Sedition case: When judges walk the thin end of the wedge

  • Hindustan Times
  • Updated: Mar 03, 2016 21:37 IST
A policeman tries to save a JNU student who was being beaten up during a clash between the advocates and the students outside the Patiala House Courts in New Delhi . The clash broke out after a protest by the students against the arrest of JNU student leader Kanhaiya Kumar. (PTI File Photo)

The words of Delhi high court judge Pratibha Rani in granting interim bail to JNUSU president Kanhaiya Kumar in a sedition case has raised eyebrows, and understandably so.

In invoking ‘obiter dicta’, the judge is well within her institution’s parameters. However, there is more to this in a context where the limits of the Constitution are being stretched, as we have seen in the fallout of an event at the university where three sets of slogans were raised by three categories of people present.

Civil liberties and freedom of expression are critical to the foundations of our republic. The judge, however, invoked an idea of “passive anti-nationalism” as she lectured Mr Kumar on his duties as a citizen. In a sensitive matter, conditional bail with vague caveats is difficult to police and liable to be misused.

In a nation of many social classes with conflicting interests, patriotism cannot be defined in a narrow manner.

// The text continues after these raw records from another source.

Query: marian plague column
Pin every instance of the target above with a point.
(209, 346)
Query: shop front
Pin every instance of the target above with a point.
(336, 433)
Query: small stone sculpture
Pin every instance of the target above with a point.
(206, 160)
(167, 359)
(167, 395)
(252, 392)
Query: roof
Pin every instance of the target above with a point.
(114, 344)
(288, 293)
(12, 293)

The judge’s implied criticism of “anti-national” attitude can be taken in the right spirit, but must also allow room for discussions on a number of pertinent issues in a larger social context. There is in this the question of whether and how much one can stretch individual interpretations of patriotism, especially when “passive” acts or silence can be interpreted as evidence of sorts to discuss a charge so grave as sedition. Some of the issues in question fall in the political rather than the judicial realm.

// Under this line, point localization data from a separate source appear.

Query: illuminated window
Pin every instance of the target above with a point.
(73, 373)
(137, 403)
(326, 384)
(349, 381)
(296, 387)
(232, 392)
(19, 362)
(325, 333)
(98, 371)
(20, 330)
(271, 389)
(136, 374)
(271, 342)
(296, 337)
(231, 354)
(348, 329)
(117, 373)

Read | HC quotes Bollywood song, asks students, faculty for peace in JNU

In the Kanhaiya Kumar case, sedition is no doubt a severe charge, but the anti-sedition law’s relevance itself is being questioned in the public domain. The judge’s words are no doubt founded on good intentions. But she should have been aware that every word of hers will be scrutinised in a surcharged atmosphere. Separately, in contrast to the high court’s words, the Chief Justice of India, while heading a bench in a case challenging a bar examination, has said that not everyone who wears black robes deserves the label of a lawyer. We are tempted to view that in the context of the violence by lawyers at Patiala House courts.

The nation is sacred, but so is rule of law and the Constitution. The CJI’s words are reassuring in the context of tensions involving the judiciary and should be viewed as a benchmark against which words from lower court judges must be assessed. Perhaps the judiciary itself can introspect more on how to function better in a democracy where free speech is increasingly a preferred route to debate rights and wrongs.